Except when this summer it did.

So this lesson is really easy– STICK WITH IT! You see how much has happened in that time? I am a different person now than I was then. I have done so many other, frankly more important, things and yet I held on to that one goal and I waited patiently and my time came. I did it! I am pleased with the outcome, indeed! There is nothing that feels quite as good as crossing a goal off your list. I listed this as a New Year’s Resolution last year and this one and guess what– it’s DONE!

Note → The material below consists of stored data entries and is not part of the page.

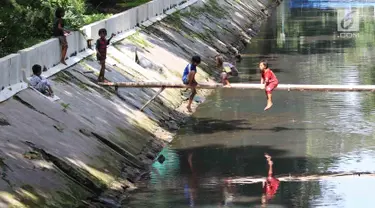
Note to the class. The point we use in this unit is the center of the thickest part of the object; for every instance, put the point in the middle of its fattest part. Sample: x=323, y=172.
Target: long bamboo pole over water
x=249, y=86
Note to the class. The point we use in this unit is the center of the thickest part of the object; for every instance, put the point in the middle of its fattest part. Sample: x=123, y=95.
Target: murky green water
x=305, y=132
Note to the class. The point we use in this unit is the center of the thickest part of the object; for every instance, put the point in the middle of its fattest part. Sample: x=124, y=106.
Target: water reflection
x=305, y=132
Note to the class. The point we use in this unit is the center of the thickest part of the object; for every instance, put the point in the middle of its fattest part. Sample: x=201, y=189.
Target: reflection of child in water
x=271, y=184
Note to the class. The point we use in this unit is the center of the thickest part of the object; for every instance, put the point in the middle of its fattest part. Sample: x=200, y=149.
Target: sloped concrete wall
x=94, y=140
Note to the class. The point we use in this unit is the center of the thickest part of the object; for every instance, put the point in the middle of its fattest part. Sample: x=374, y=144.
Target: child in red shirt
x=268, y=81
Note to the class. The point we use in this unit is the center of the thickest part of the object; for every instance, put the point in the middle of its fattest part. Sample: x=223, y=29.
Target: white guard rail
x=47, y=53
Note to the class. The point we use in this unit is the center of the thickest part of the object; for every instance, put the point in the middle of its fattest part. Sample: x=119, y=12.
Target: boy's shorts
x=62, y=40
x=186, y=81
x=270, y=87
x=101, y=58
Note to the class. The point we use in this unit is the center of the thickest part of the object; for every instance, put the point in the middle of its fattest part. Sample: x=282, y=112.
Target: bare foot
x=269, y=105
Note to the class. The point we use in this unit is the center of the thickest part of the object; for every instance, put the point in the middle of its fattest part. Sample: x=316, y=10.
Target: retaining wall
x=47, y=53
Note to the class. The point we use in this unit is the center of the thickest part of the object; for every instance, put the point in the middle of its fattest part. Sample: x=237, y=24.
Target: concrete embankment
x=94, y=140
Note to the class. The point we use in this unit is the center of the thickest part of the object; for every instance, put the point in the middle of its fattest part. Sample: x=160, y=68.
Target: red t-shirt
x=269, y=76
x=272, y=185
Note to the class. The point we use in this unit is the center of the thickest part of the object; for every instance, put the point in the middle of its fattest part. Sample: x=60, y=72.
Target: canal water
x=304, y=132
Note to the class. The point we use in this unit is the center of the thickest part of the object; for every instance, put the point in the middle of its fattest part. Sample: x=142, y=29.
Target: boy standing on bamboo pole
x=188, y=78
x=268, y=81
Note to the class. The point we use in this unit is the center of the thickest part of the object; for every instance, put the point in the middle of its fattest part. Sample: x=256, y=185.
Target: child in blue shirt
x=188, y=78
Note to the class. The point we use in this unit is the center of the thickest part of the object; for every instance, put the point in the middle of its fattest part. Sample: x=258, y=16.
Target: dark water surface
x=305, y=132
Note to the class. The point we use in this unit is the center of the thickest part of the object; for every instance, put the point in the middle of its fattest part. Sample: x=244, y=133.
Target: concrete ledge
x=47, y=54
x=8, y=92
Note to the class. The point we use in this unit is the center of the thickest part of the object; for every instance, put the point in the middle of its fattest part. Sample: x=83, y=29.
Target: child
x=226, y=70
x=188, y=78
x=268, y=82
x=101, y=51
x=60, y=32
x=271, y=184
x=40, y=83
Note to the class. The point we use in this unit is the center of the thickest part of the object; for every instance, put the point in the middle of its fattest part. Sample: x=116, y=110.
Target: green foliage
x=24, y=23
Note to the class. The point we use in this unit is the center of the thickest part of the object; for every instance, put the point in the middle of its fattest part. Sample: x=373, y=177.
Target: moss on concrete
x=139, y=40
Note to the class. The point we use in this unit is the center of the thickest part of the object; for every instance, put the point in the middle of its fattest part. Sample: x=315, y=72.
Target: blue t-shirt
x=188, y=68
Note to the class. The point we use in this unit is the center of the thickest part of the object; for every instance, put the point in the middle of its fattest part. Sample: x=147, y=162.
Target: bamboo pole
x=251, y=180
x=250, y=86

Now a bit about the picture. For those who, like me 10 years ago, always felt that lightning photography was kind of a mystery- or who never bothered to google it, there are a few things to know. To photograph lightning you need an SLR camera where you can control the shutter speed completely. You need to set your camera to “Bulb” mode. If you’ve see that and didn’t know what it was for, basically it lets you control the opening and closing of the shutter by hand. For this reason a tripod is essential. I of course, didn’t bring my tripod this time because space was rather limited. I rested my camera on a cooler balanced on a balcony (camera never left my grip, I’m not insane). It’s also really helpful to have a remote switch which I did have with me but it was so windy it would have hardly made a difference. Next, the set up- it’s not that lightning storms are hard to come by, especially in Florida. We have them a few nights a week. But at home there are street lights and other ambient light that prevent total darkness and if you’re going to open the shutter for 15-20 seconds at a time, thus letting in gobs of light, you really need it to be as dark as possible. In the picture above it wasn’t really as dark as it should have been but I was torn between wanting to get the shot or missing it completely when the storm was overhead. I will post my other picture below– it was darker but the bolt not as impressive. Anyway the beach makes a perfect backdrop because over the water there are next to no lights and because of the sea turtles, far fewer street lights as well. So I had the location all I needed was the storm and boy did we have one! I didn’t have the greatest vantage point because a building was blocking the bulk of the action but I got what I got. At one point I walked down to the actual beach– pitch black, ferocious wind gusts, and not another soul out there. I’ll admit I was scared but I only turned back when it started raining (can’t get the gear wet!)

The above shot was edited down 1/3 stop as it was a 20 second exposure which could have been shorter. The shot below was a 2 second exposure. Both taken at f5 100 ISO, bulb mode.